Woodside: Browse FLNG enters FEED

Australia’s Woodside, operator of the Browse FLNG joint venture, said on Wednesday that an agreement has been reached to enter the front-end engineering and design (FEED) phase for the proposed development.

The FEED phase involves undertaking the activities required to finalise the costs and technical definition for the proposed development to enable a final investment decision (FID). It includes determining a range of details related to the commercialisation, timing and sequencing of FLNG deployment.

It includes determining a range of details related to the commercialisation, timing and sequencing of FLNG deployment.
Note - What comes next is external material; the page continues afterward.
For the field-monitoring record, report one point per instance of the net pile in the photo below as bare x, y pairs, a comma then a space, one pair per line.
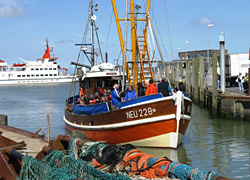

The Browse FLNG development concept is based on three FLNG facilities utilising Shell’s technology to commercialise the Brecknock, Calliance and Torosa fields (gross contingent resources of 15.4 trillion cubic feet of dry gas and 453 million barrels of condensate).

Beside Woodside, the participants in the Browse FLNG project are Shell, BP, Japan Australia LNG (MIMI), and PetroChina.

As part of the entry into the FEED phase, the Browse Joint Venture participants entered into an equity alignment deed (EAD), which comprises a series of exchanges of equity interests between the participants, establishing a single aligned interest for each of the participants across the combined Browse project. No monetary consideration was payable in respect of the EAD, Woodside said in a statement.

Subject to approval and registration, Woodside’s participating interest in the Browse resources will be 30.6% (net Woodside 2C share of 4.7 trillion cubic feet of dry gas and 138.6 million barrels of condensate).

In parallel, Woodside and the other Browse Joint Venture participants entered into a new joint operating agreement (JOA) that sets out the governance and management arrangements for the assets of the Browse Joint Venture and supports the progression of the proposed development to FID. Woodside remains operator of the Browse FLNG development.

Woodside has also submitted acceptances to the regulators for retention lease renewal offers for petroleum retention leases WA-28-R, WA-29-R, WA-30-R, WA-31-R, WA-32-R, TR/5 and R2, on the terms and conditions offered by the Commonwealth-Western Australia Offshore Petroleum Joint Authority and the WA Minister for Mines and Petroleum.

The FEED phase entry decision follows the Browse Joint Venture participants executing the Browse FLNG development domestic gas and supply chain key principles agreement (KPA) with the State of Western Australia.

The KPA sets out the Browse Joint Venture participants’ commitment to negotiate a development agreement with the State reflecting agreed principles. The principles include commitment to reserve for domestic use within Western Australia gas equivalent to 15% of LNG production from the State’s approximate 65% share of the Torosa field (the volume reserved for domestic gas equates to a gross (100%) 2C of approximately 0.8 trillion cubic feet of dry gas).

The KPA also contemplates marketing Browse gas volumes reserved for domestic gas diligently and in good faith with potential buyers. Where mutually acceptable terms cannot be reached with buyers and reserved gas is not sold, it will be kept in reserve for future domestic use.

Consistent with the State’s Domestic Gas Reservation Policy, the KPA allows the domestic gas obligation to be met through offset arrangements.

In relation to the supply chain commitments, it is proposed that existing and emerging infrastructure and services where available will be leveraged to support an efficient and cost effective supply chain. Woodside’s Browse LNG volumes will be marketed on an equity basis from Woodside’s growing global LNG portfolio.

Woodside said it continues to have ongoing discussions with a range of regional LNG customers regarding potential LNG sales. The company is targeting an FID on the proposed development in 2H 2016.